1Cademy - Regression trees

Learn Before

Types of decision trees

Concept

Regression trees

Apply the decision tree method to regression problems. Basically, it is to recursively divide (one of the remaining) predictor space(s) into 2 parts which leads to the greatest reduction in the total RSS. The processs repeats until a creterion (for instance, there're no more than 5 observations in one region) is met.

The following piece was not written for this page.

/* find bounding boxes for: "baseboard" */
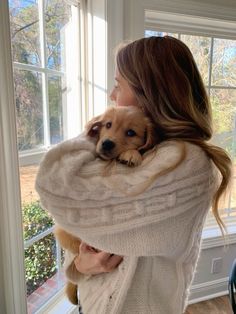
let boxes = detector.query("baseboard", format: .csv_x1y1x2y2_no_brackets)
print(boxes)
188,277,229,304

Given an observation, we can figure out the region it falls into and use the mean value in that region as the prediction. The predictor space ( $X_1, X_2, …, X_p$ ) is divided into J non-overlapping regions. Then make the same prediction for each observation that falls into the region $R_j$ , and the predicted value is the mean of the response values for the training observations in $R_j$ . The goal is to find the matrix region that minimizes the RSS of the model $\sum_{j=1}^{J} \sum_{i \in R_j} (y_i - \hat{y}_{R_j})^2$ .

Recursion Binary Splitting: from the top of the tree (top-down), the prediction space is split to two new branches, and the determination of the optimal (best) split is limited to a particular step instead of some future step.

Cost Complexity pruning, as known as Weakest Link Pruning, is able to avoid overfitting. $\sum_{m=1}^{|T|} \sum_{i:x_i \in {R_m}} (y_i - \hat{y}_{R_m})^2 + \alpha |T|$